I love New Orleans. A lot. Not because of Bourbon Street, hurricanes, and days on days of no sleep and overconsumption. But because of the music, the architecture, the history, and the food. My god, the food. In April, Matt was scheduled to work in New Orleans on the same weekend as Jazzfest. I grabbed on to his coattails and held on for dear life. And, as usual, it was wonderful. New Orleans, you never disappoint.
I want to first share this great shot Matt took of the St. Louis Cathedral. If you don’t follow this kid on Instagram yet, it’s probably time you do. M3 has a way of capturing great moments – like this sunset on our first night. #respect
Because Matt spent the days workingworkingworking, I hit the streets by my lonesome and just spent time wandering around seeing all the things. First I grabbed a Cuban sandwich from the Counter Market & Deli – it was… amazing, but apparently the Counter has since closed it’s doors. Sad. I traveled down to the river to eat, take in several street performances, watch the barges sail by, and get (of course) a sunburn.
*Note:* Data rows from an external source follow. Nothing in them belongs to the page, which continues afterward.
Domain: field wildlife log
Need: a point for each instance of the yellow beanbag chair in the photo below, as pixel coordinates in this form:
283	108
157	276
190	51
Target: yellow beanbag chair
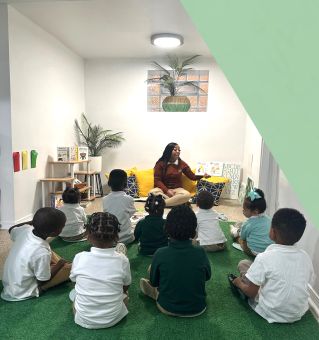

Fortunately when the weekend came Matt and I were able to explore together. There are so many unanticipated details in New Orleans – I always make sure I look down every alleyway – you never know when you’ll see a quaint garden cafe or historic oasis in the most unlikely place. And a rule of thumb; when in New Orleans, always look up.
Our hotel was a short walk from the French Market, which we visited several times for breakfast from the farmer’s market, fresh juice (sometimes with a little added adult spirit love), po’boys and general time wasting.
By the time Jazzfest came we were so exhausted that we posted up in a grassy field with a bowl of quail gumbo and dozed off to sleep. That said, it’s worth noting that Robert Plant was the one providing us with the lullabys and drifting in and out of sleep to the voice of a legend (who surprisingly sang a myriad of Led Zeppelin songs) was a special experience and absolutely made the day.
On our final day we made sure Matt got the full “first time in New Orleans” experience – gorging on beignets (another first for M3, one that I’m certain he enjoyed), paying our respects to Marie Laveau at the Saint Louis Cemetery No. 1 (Matt left his XXXs but I was too scared), washing the voodoo juju off at the Old Ursuline Convent, and stopping into the Avenue Pub for one final cheers to a fantastic visit to one of my favorite cities.
Warning: this is about to get touristy.
It’s said… one can write an X (although I think most write three X’s) on Marie Laveau’s tomb, knock on it, turn around three times, make a wish, and it will come true. Apparently it’s also not a bad idea to leave something as tribute to really push your wish through. Deep-seeded Catholic guilt and superstition kept me from partaking – I regret this. Next time. See Matt’s process and tribute below:
I’ll let you know if the wish comes through, but somehow I don’t think Laveau will pay much attention to a 25 cent request.
Although it was a bit off the beaten path (in Uptown), the Avenue Pub was well worth the visit. Consistently rated one of the top beer bars nationwide, Avenue Pub deserves far more of my attention the next time I am in. Which I sincerely hope is much sooner than later.
Exhausted, the tourists return home.